Ela é candidata a tratar problemas de humor, ansiedade e doenças
neurodegenerativas, agindo no sistema endocanabinoide, ligado à sensação
de dor e à ansiedade.
Empresas
A droga pertence à farmacêutica portuguesa Bial; os testes foram
conduzidos pela empresa Biotral, baseada na cidade francesa de Rennes.
Aprovação
Todas as pesquisas com humanos necessitam de aprovação de comitês de ética para sua realização.
O que deu errado?
Pode ser um erro de dosagem a partir dos testes em animais, uma reação
imprevisível ou erro na fabricação dos comprimidos ou na seleção de
pacientes.
A ministra da Saúde da França, Marisol Tourain, viajou a Rennes na
sexta-feira (15.jan.2016), após solicitar uma investigação sobre o
laboratório e as condições em que realiza testes clínicos. "Iremos até o
fundo desse acidente trágico", declarou.
O grupo Bial declarou que respeitou as regras internacionais e a "legislação" vigentes e prometeu colaborar com a investigação.

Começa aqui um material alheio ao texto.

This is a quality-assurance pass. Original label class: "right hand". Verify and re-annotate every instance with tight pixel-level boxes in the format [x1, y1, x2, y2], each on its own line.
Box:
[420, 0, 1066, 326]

O laboratório Biotrial, em Rennes, responsável pelo experimento na França |
RARIDADE — De acordo como médico oncologista Gilberto Lopes Jr, professor da
Universidade Johns Hopkins (EUA) e pesquisador responsável por testes de
novas drogas no Brasil e no exterior, esse tipo de acontecimento é
raro.
"Quase nunca há uma surpresa desse tipo, mas pode acontecer", diz.
Efeitos adversos geralmente são vistos em fases posteriores do ensaio
clínico, que reúnem centenas ou milhares de pacientes, aumentando também
a variabilidade desse universo de pacientes.
Dentre as explicações possíveis para o que o ministério francês
classificou como acidente podem estar erros de definição da dose da
droga a ser aplicada em humanos. Geralmente, usa-se apenas uma fração da
dose que tratou adequadamente um modelo animal.
Outra explicação pode ser uma questão operacional, como erros na
fabricação dos comprimidos ou na avaliação e aceitação dos voluntários
— eles poderiam não ser saudáveis, por exemplo.
Embora mortes sejam raras durante testes clínicos, os pacientes que
entram estudos clínicos estão cientes de que pode haver reações
adversas, e cabe à patrocinadora do estudo providenciar os cuidados
médicos quando necessário.
No caso do analgésico e anti-inflamatório talidomida, só foram
descoberto seus efeitos danosos aos fetos após sua comercialização.
Hoje se sabe que uma dose única de 50 mg do medicamento já pode provocar teratogênese — más-formações nos fetos.
TESTES NO BRASIL — No Brasil, há uma baixa cultura de participação em ensaios clínicos e
uma raríssima incidência de estudos de fase 1. Geralmente, o país
embarca em estudos internacionais de fase 3 que envolvem milhares de
pessoas, fornecendo pacientes para avaliar a eficácia da droga.
Isso porque, como a amostra da fase 1 é pequena, as farmacêuticas
preferem conduzir os testes perto de suas sedes no exterior, onde a
descoberta de novas drogas é mais intensa que no Brasil.
Outra diferença é que no Brasil não é permitido receber dinheiro para
participar de um estudo clínico. Só é possível obter uma espécie de
compensação financeira, mais baixa, por conta dos riscos como voluntário
dos primeiros testes em humanos de uma nova droga. Os pacientes desse
estudo na França recebiam € 1.900 (R$ 8.400).